The past 12 months has severely punished investors that have failed to pivot out of last year’s investing fad - fast growing tech companies.
It goes to show that every market cycle blesses someone, but with every new cycle, the leading names are different. While tech might have dominated top gainer lists 18 months ago, they've now been replaced by stocks from sectors such as lithium, nickel and rare earths.
Being in the right place at the right time can do you wonders, but staying in the same place for too long can lead you back to square one.
Stocks among the list have declined an average of -59% in the past year and the median decline is -65%.
Afterpay - which was acquired by Block (ASX: SQ2) - was arguably one of the most powerful market leaders in the tech space.
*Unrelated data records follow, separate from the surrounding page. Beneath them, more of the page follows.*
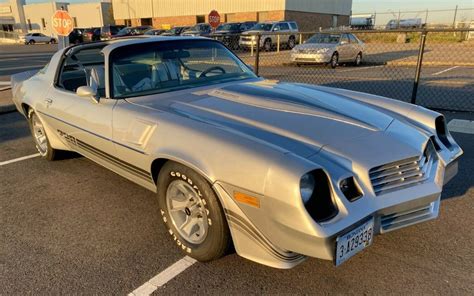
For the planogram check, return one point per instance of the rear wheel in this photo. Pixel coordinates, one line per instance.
(39, 136)
(192, 213)
(291, 42)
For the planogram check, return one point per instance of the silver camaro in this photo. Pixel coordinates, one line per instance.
(326, 48)
(282, 171)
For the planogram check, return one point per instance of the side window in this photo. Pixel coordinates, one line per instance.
(344, 39)
(76, 70)
(284, 27)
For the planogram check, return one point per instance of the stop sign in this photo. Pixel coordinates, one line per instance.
(62, 23)
(214, 19)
If Afterpay was green, that was enough to pull both the S&P/ASX 200 Info Tech Index and individual tech names higher.
In saying that, Afterpay’s rate of upward momentum would eventually slow in February 2021 and become more erratic as the stock was under distribution, topping out and fundamentals came under pressure.
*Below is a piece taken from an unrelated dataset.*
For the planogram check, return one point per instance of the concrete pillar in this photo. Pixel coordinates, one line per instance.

Afterpay or the tech sector went from being a strong, upwards trend to trendless, to collapsing.
It might be worth paying attention to when a sector or leading tops out and how it behaves afterwards.
As stupid as this may sound, a stock cannot make a huge move without making new highs.
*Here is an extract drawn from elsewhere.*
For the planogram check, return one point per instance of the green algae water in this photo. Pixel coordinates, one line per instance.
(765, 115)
Investors cheer and say "I knew I was right" when share prices go up. So wouldn't it make sense to say "I was wrong" when prices go down?
Cathie Wood is perhaps the ultimate example of averaging down on beaten up stocks. Her fund - Ark Invest - has invested heavily into Teladoc (NYSE: TDOC), a telemedicine and virtual healthcare company.
You can see how painful it is to be averaging down, all the way to $33 - a 90% drawdown from February 2021 highs.
After recent purchases, the Ark ETF owns about 17.8m shares worth around US$1.1bn. The position is down around -50%.
Codan is perhaps one of the more unfortunate names to be clumped together with the other tech losers.
Around half Codan's revenues come from selling metal detection devices, and the other half from a broad range of communications products sold to defense, mining and industrial sectors.
Unlike its peers, Codan is highly profitable. In FY21, the company grew net profits by 41% to $90.2m and trades at a price-to-earnings ratio of just 13.
Codan shares topped out in June 2021 at around $19.30 and its been downward trending ever since.
If an investor were to fall in love with the Codan narrative and believe that the company was undervalued with a strong growth outlook, then they'd love the stock even more today, at $7.00.